Тот брезгливо сделал шаг в сторону, словно не до конца раздавленная гадина ползла к его ногам. А Бурый видел вибрирующую станину. Лесник стоял и поглядывал на эту сцену абсолютно бесстрастно, лишь иногда его губы кривились в ехидной улыбке.

– Слушай, Кощей, может, мне просто тюкнуть его топором по затылку, и дело с концом. Неохота мне пилу мыть, забрызгает тут все, а, Кощей?

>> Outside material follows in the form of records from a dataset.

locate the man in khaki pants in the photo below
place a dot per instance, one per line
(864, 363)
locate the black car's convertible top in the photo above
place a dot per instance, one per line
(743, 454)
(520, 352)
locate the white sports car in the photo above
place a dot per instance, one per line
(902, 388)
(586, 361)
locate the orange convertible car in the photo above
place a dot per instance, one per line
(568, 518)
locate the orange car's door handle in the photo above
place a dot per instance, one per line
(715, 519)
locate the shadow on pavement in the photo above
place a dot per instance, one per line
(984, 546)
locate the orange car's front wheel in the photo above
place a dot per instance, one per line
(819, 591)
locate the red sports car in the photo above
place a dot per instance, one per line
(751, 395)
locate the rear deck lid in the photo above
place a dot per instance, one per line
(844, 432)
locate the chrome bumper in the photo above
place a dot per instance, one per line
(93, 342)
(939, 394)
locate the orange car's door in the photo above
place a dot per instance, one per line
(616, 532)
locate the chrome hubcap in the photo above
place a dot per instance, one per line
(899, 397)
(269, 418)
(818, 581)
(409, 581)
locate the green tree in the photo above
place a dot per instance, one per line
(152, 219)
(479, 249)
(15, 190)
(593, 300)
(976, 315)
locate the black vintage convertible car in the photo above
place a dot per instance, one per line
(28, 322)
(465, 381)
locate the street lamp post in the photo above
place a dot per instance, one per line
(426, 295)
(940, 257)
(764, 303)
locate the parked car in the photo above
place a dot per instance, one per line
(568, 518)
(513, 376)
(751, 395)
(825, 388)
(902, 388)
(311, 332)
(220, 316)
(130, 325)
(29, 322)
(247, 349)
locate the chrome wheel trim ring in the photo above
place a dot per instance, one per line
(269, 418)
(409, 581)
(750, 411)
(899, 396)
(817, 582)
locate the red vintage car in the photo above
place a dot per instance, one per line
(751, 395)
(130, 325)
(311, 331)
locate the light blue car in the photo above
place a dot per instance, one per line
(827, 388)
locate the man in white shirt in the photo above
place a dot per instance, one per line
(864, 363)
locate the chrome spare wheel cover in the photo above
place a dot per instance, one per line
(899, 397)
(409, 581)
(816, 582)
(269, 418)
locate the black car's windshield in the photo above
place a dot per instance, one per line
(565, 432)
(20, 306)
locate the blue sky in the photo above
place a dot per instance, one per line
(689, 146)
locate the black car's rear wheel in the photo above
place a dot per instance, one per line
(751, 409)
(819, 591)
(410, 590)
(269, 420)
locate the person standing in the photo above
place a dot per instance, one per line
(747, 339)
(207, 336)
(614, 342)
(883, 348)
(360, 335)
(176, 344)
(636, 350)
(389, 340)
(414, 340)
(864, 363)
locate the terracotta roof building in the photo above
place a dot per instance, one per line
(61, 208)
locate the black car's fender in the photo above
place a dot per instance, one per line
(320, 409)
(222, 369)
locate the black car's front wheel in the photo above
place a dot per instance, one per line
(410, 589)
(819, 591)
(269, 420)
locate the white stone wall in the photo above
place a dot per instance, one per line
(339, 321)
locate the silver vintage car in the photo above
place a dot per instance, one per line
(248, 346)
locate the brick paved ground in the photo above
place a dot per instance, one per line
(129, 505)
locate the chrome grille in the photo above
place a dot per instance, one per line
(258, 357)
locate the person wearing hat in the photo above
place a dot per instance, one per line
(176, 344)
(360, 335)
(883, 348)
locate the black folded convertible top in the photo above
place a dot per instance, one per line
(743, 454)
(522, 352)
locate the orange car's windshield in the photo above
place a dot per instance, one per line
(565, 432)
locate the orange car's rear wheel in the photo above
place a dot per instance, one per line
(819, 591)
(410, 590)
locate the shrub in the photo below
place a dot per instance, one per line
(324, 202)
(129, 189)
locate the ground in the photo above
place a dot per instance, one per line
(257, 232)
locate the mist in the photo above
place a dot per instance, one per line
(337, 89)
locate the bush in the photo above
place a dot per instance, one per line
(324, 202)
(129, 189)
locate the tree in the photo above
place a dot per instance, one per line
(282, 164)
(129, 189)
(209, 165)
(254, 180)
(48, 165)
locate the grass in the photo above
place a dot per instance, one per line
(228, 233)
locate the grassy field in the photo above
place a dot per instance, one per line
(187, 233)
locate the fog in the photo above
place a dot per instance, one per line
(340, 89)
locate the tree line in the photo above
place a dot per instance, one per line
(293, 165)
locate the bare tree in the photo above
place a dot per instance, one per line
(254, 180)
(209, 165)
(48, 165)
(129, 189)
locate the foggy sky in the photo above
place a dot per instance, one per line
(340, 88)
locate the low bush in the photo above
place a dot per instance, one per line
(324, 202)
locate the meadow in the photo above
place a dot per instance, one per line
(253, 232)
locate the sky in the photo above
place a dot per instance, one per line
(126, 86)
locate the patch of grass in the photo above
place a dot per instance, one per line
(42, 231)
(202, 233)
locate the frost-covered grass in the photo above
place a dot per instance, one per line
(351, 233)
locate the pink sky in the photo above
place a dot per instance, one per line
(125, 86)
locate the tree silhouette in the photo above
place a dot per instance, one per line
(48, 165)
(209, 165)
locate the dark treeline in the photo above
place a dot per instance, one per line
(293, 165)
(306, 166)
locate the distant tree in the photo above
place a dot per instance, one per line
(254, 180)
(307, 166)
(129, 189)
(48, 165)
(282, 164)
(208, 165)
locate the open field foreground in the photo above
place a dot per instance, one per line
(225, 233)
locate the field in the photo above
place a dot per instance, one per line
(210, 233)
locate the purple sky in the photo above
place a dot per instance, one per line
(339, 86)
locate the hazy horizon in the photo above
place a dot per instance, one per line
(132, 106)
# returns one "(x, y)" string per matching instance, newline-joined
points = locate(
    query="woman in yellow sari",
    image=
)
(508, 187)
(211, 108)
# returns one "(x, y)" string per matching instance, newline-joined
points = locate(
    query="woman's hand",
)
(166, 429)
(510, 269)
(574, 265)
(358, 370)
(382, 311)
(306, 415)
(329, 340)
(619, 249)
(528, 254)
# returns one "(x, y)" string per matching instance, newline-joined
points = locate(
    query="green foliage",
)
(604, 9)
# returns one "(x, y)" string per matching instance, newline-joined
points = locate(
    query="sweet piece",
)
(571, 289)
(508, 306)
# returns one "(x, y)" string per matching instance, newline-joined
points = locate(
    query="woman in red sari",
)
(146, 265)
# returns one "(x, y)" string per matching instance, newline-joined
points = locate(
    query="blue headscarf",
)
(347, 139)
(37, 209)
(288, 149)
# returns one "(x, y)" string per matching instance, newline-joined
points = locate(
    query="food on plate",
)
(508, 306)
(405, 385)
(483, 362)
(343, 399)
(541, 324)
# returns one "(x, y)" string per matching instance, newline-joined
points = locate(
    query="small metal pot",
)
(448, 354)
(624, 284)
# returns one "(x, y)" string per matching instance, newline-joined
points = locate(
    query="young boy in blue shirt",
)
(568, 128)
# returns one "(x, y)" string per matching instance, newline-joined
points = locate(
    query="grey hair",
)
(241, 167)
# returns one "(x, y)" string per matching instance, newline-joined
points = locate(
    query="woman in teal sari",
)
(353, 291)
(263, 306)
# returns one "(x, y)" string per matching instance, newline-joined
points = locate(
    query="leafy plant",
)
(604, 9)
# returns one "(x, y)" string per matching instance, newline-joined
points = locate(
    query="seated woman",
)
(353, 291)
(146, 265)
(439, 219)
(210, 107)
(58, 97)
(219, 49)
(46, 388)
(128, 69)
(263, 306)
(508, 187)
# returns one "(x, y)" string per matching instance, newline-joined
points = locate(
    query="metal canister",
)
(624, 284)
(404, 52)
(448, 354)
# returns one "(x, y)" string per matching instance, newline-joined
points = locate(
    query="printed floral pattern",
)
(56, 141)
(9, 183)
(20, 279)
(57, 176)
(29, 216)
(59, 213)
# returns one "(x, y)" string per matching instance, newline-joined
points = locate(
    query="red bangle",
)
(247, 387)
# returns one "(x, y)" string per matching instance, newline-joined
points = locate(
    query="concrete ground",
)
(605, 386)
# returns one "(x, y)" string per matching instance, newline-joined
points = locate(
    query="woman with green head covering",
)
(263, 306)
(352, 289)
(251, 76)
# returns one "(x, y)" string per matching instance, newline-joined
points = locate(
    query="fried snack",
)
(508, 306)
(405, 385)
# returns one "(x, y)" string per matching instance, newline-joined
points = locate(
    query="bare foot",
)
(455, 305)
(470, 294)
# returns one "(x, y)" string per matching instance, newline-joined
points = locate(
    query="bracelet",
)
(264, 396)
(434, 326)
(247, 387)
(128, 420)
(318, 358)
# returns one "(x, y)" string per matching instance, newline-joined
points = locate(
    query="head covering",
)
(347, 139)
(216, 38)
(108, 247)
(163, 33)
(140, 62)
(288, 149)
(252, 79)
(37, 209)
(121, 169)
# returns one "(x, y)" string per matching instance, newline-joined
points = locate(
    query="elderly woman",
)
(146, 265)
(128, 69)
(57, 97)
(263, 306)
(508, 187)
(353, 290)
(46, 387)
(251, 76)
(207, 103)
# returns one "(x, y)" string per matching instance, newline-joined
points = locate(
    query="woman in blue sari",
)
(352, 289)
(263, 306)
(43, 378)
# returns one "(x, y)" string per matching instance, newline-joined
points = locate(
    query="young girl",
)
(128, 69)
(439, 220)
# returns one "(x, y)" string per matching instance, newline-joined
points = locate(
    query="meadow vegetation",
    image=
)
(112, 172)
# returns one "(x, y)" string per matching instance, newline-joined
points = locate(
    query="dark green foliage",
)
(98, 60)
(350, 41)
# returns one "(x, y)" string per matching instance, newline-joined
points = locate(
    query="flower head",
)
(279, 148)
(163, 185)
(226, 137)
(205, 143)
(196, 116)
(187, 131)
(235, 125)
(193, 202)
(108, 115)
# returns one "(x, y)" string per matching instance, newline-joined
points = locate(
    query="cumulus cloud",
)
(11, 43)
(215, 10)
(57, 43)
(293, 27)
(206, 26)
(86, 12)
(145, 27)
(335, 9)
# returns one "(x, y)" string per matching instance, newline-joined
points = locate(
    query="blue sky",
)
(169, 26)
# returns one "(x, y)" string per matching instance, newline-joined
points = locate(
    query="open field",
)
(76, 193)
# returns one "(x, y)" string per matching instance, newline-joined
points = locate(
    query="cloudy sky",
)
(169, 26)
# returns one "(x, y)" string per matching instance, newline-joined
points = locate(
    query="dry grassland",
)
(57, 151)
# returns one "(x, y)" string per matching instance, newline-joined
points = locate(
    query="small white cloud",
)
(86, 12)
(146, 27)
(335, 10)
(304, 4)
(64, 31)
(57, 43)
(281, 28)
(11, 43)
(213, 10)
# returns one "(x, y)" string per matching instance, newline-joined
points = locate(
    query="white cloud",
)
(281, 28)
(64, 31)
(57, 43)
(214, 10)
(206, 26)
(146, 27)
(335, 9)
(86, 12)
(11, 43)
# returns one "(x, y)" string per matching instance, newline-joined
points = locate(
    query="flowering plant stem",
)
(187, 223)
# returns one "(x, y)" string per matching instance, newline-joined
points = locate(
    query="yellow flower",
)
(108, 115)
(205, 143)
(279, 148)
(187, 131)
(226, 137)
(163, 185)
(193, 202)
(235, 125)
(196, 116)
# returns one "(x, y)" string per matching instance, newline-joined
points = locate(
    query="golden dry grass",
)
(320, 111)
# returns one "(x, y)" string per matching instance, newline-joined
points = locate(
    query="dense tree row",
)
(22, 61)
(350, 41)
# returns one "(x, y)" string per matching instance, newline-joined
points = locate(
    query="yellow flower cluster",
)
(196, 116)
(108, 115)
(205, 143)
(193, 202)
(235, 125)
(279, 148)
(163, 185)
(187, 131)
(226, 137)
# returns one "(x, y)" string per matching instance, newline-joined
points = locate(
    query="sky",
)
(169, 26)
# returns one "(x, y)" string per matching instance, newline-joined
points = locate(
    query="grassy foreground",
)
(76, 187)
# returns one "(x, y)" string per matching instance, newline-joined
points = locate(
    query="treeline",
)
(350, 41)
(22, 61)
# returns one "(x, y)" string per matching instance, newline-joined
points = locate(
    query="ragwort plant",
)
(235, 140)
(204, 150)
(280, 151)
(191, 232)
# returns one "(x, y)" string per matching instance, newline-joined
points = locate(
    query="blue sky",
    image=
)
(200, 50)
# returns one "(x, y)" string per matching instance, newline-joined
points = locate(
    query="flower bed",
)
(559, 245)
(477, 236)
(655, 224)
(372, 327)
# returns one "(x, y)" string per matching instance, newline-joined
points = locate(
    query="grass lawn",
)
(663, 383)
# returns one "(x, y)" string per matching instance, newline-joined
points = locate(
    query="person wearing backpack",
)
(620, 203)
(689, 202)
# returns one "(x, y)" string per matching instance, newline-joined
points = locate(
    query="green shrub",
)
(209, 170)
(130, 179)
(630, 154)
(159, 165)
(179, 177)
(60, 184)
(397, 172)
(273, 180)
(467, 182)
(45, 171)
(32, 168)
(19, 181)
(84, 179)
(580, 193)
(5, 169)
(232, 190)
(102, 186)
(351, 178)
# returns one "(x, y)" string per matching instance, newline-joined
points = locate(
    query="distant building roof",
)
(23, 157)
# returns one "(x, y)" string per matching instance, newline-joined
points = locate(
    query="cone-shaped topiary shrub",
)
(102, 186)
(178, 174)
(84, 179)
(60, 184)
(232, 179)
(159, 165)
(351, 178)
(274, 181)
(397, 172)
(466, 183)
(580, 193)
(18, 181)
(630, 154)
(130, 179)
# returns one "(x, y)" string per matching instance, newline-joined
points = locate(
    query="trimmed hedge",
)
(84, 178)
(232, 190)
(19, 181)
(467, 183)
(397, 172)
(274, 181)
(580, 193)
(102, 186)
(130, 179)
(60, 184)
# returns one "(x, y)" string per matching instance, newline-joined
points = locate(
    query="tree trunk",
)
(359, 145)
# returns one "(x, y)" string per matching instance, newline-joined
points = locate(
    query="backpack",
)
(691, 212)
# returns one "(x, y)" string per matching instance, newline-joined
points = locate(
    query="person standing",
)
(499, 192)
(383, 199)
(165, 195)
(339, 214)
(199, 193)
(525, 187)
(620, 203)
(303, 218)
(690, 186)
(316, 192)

Бурый, хоть и было ему больно, задрал голову и взглянул на лесника. Водитель и телохранитель стояли у машины, куря и наблюдая за происходящим во дворе. Ворота уже были закрыты, так что никто из посторонних не мог видеть того, что творится во дворе. Иногда к стеклу в доме прилипало женское лицо.

– Ну ты тут разбирайся, Гриша, с ним, а я пойду, скажу своей, чтобы на стол собрала. Вот только хочу спросить…

– О чем?

– На сколько человек накрывать?

– Правильный, а главное, своевременный вопрос. Как это на сколько: ты, баба твоя, я, эти двое. По всему выходит, на пять персон.

– Ага, понял. Значит, на него не накрываем.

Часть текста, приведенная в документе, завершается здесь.